Le Tribunal Administratif de Nantes a rejeté la requête de M. B... C... par une ordonnance fondée sur l'article R. 222-1 du code de justice administrative. La contestation de la facture d'eau émise par la commune de Rochechouart relève de la compétence des juridictions judiciaires, car le service public de l'eau est un service public industriel et commercial. Par ailleurs, le requérant n'a présenté aucun moyen pour contester le rejet de sa demande de délai de paiement des cotisations d'impôt sur le revenu et des prélèvements sociaux. La requête a donc été rejetée comme ne relevant manifestement pas de la compétence de la juridiction administrative et comme ne comportant aucun moyen sérieux.
Texte intégral
Vu la procédure suivante :
Par une requête, enregistrée le 3 novembre 2025, M. A... B... C... demande au tribunal la décharge des cotisations d’impôt sur le revenu et des prélèvements sociaux auxquelles il a été assujetti au titre de l’année 2024 pour un montant de 3 553 euros.
Vu les autres pièces du dossier.
Vu le code de justice administrative.
Considérant ce qui suit :
Aux termes de l'article R. 222-1 du code de justice administrative : « Les présidents de tribunal administratif (…), les premiers vice-présidents des tribunaux (…) et les présidents de formation de jugement des tribunaux (…) peuvent, par ordonnance : (...) 2° Rejeter les requêtes ne relevant manifestement pas de la compétence de la juridiction administrative (…) 7º Rejeter, après l'expiration du délai de recours ou, lorsqu'un mémoire complémentaire a été annoncé, après la production de ce mémoire, les requêtes ne comportant que des moyens de légalité externe manifestement infondés, des moyens irrecevables, des moyens inopérants ou des moyens qui ne sont assortis que de faits manifestement insusceptibles de venir à leur soutien ou ne sont manifestement pas assortis des précisions permettant d'en apprécier le bien-fondé. (…) ».
D’une part, aux termes de l’article L. 2224-11 du code général des collectivités territoriales : « Les services publics d'eau et d'assainissement sont financièrement gérés comme des services à caractère industriel et commercial. ». Or, les litiges nés des rapports entre un service public industriel et commercial et ses usagers, qui sont des rapports de droit privé, relèvent de la compétence des juridictions de l’ordre judiciaire.
La requête présentée par M. B... C... tend à contester la facture d’eau émise par la commune de Rochechouart. Cette requête relève ainsi des rapports de M. B... C..., usager, avec le service public de l’eau, qui est un service public industriel et commercial. Par suite, seule la juridiction judiciaire est compétente pour en connaître.

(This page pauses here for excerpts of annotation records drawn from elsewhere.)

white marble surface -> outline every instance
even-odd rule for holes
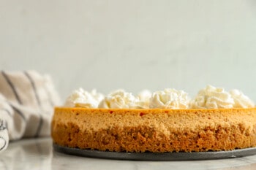
[[[256,155],[191,161],[134,161],[89,158],[53,151],[50,139],[12,142],[0,155],[0,169],[256,169]]]

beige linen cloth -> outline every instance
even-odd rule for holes
[[[60,100],[50,77],[35,71],[0,72],[0,152],[9,141],[47,136]]]

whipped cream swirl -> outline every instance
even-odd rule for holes
[[[255,104],[238,90],[225,91],[224,88],[207,85],[199,91],[191,101],[191,108],[248,108],[254,107]]]
[[[105,96],[99,103],[99,108],[137,108],[136,103],[138,101],[131,93],[118,90]]]
[[[232,108],[234,99],[224,88],[207,85],[200,90],[191,103],[192,108],[217,109]]]
[[[79,88],[67,98],[64,106],[68,107],[97,108],[104,98],[102,93],[93,90],[91,93]]]
[[[143,90],[138,94],[138,98],[136,104],[136,108],[138,109],[148,109],[149,100],[152,96],[152,93],[148,90]]]
[[[162,91],[156,91],[150,98],[150,108],[160,109],[187,109],[189,98],[183,90],[167,88]]]

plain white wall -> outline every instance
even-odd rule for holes
[[[74,89],[238,88],[256,101],[253,0],[0,0],[0,68]]]

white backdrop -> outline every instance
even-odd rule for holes
[[[256,101],[253,0],[0,0],[0,68],[74,89],[238,88]]]

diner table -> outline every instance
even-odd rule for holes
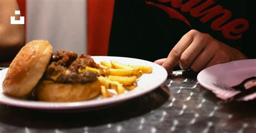
[[[223,101],[199,84],[197,75],[173,71],[150,93],[90,111],[0,104],[0,132],[256,132],[256,100]]]

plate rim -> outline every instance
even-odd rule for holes
[[[152,65],[154,65],[159,70],[161,70],[163,73],[161,74],[163,75],[161,76],[161,77],[163,77],[161,82],[158,83],[154,86],[151,86],[151,88],[143,90],[142,92],[138,92],[133,94],[126,94],[126,95],[118,95],[114,98],[103,99],[100,100],[90,100],[88,101],[77,101],[77,102],[43,102],[43,101],[29,101],[28,100],[21,101],[21,99],[18,98],[11,98],[10,96],[6,96],[5,95],[5,97],[9,97],[11,99],[11,101],[6,101],[6,100],[3,100],[2,99],[2,95],[4,95],[3,92],[2,92],[0,94],[0,103],[4,105],[8,105],[15,107],[26,108],[31,108],[31,109],[39,109],[43,110],[71,110],[71,109],[86,109],[86,108],[92,108],[96,107],[100,107],[104,106],[109,106],[112,104],[118,104],[121,102],[124,102],[129,99],[134,99],[135,98],[141,96],[146,93],[149,93],[150,92],[154,90],[157,87],[159,87],[161,85],[164,83],[167,77],[167,71],[163,68],[161,65],[156,64],[153,62],[150,62],[146,60],[144,60],[139,58],[134,58],[131,57],[119,57],[119,56],[91,56],[91,57],[95,60],[94,58],[106,58],[105,60],[109,60],[110,58],[119,58],[124,59],[126,58],[126,60],[135,60],[139,62],[147,62],[147,63],[151,64]],[[144,63],[143,63],[144,64]],[[143,64],[142,64],[143,65]],[[1,70],[2,71],[7,71],[8,69],[5,69]],[[1,87],[0,88],[2,89],[2,84]],[[140,86],[143,87],[143,86]],[[13,101],[12,101],[13,100]],[[17,102],[15,102],[15,101],[18,100]],[[96,100],[96,101],[95,101]],[[93,102],[94,101],[94,102]],[[19,103],[21,102],[21,103]],[[38,104],[39,102],[39,104]],[[43,106],[43,104],[48,104],[48,106]]]

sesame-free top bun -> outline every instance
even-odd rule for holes
[[[36,87],[39,101],[69,102],[85,101],[100,93],[100,83],[97,79],[84,84],[63,84],[44,80]]]
[[[15,97],[29,94],[43,76],[52,52],[52,47],[46,41],[25,45],[10,65],[3,83],[4,92]]]

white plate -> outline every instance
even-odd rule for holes
[[[197,80],[203,86],[212,91],[218,97],[226,100],[240,92],[228,92],[223,87],[228,88],[233,87],[240,84],[245,79],[254,76],[256,77],[256,59],[250,59],[210,66],[199,72]],[[251,100],[255,97],[255,94],[251,96],[241,100]]]
[[[126,92],[124,94],[107,99],[102,99],[99,97],[85,101],[50,102],[21,100],[4,94],[3,92],[2,84],[8,70],[8,69],[5,69],[0,71],[0,103],[46,111],[72,111],[80,109],[88,110],[111,106],[148,93],[163,84],[167,76],[166,71],[162,66],[147,61],[112,56],[92,56],[92,57],[98,63],[99,63],[100,61],[110,62],[110,61],[113,60],[128,64],[151,66],[153,68],[153,72],[150,74],[144,74],[138,81],[138,87],[132,91]]]

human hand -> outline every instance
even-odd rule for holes
[[[191,69],[198,72],[215,64],[246,58],[239,50],[210,35],[192,29],[181,38],[167,58],[154,62],[161,65],[170,73],[179,62],[182,69]]]

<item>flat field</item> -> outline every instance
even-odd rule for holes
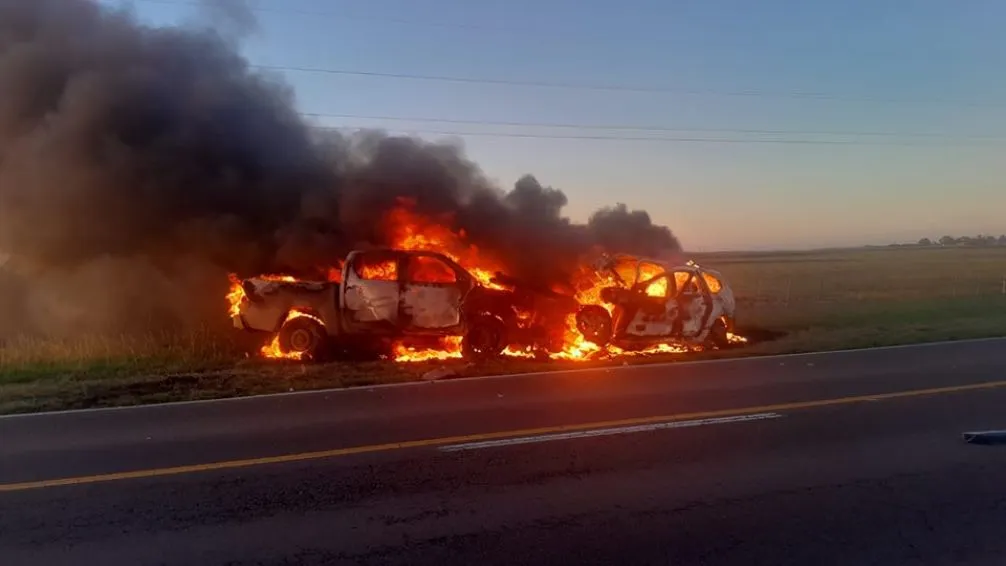
[[[659,363],[1006,336],[1006,246],[699,254],[737,297],[743,347],[634,358]],[[222,312],[222,307],[221,307]],[[232,334],[82,337],[0,344],[0,413],[414,381],[624,363],[507,360],[304,365],[246,355]]]

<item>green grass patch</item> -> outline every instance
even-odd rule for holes
[[[707,254],[751,344],[627,360],[297,364],[260,360],[243,335],[16,338],[0,343],[0,413],[121,406],[421,380],[1006,336],[1006,249]],[[246,337],[245,337],[246,338]]]

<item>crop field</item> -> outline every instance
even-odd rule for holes
[[[1006,336],[1006,247],[699,254],[737,297],[750,343],[655,363]],[[0,412],[79,408],[593,367],[623,361],[299,364],[261,360],[235,333],[15,338],[0,343]],[[252,348],[249,348],[252,346]]]

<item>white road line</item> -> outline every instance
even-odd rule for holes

D’autre part, il résulte de l’instruction que la comptable publique du service de recouvrement de la direction départementale des finances publiques de la Vendée a informé M. B... C... du rejet de sa demande de délai supplémentaire de paiement des cotisations d’impôt sur le revenu et des prélèvements sociaux, auxquelles il a été assujetti au titre de l’année 2024, au motif qu’il n’a pas fourni de pièces justificatives. M. B... C... ne présente aucun moyen pour contester la décision en litige.
Dans ces conditions, il y a lieu, par suite, en application de l’article R. 222-1 du code de justice administrative, de rejeter la requête de M. B... C....
O R D O N N E :
Article 1er : La requête de M. B... C... est rejetée.
Article 2 : La présente ordonnance sera notifiée à M. A... B... C....
Fait à Nantes, le 16 janvier 2026 .
La présidente,
M.-P. ALLIO-ROUSSEAU
La République mande et ordonne au ministre de l’économie, des finances et de la souveraineté industrielle, énergétique et numérique en ce qui le concerne ou à tous commissaires de justice à ce requis en ce qui concerne les voies de droit commun contre les parties privées, de pourvoir à l’exécution de la présente décision.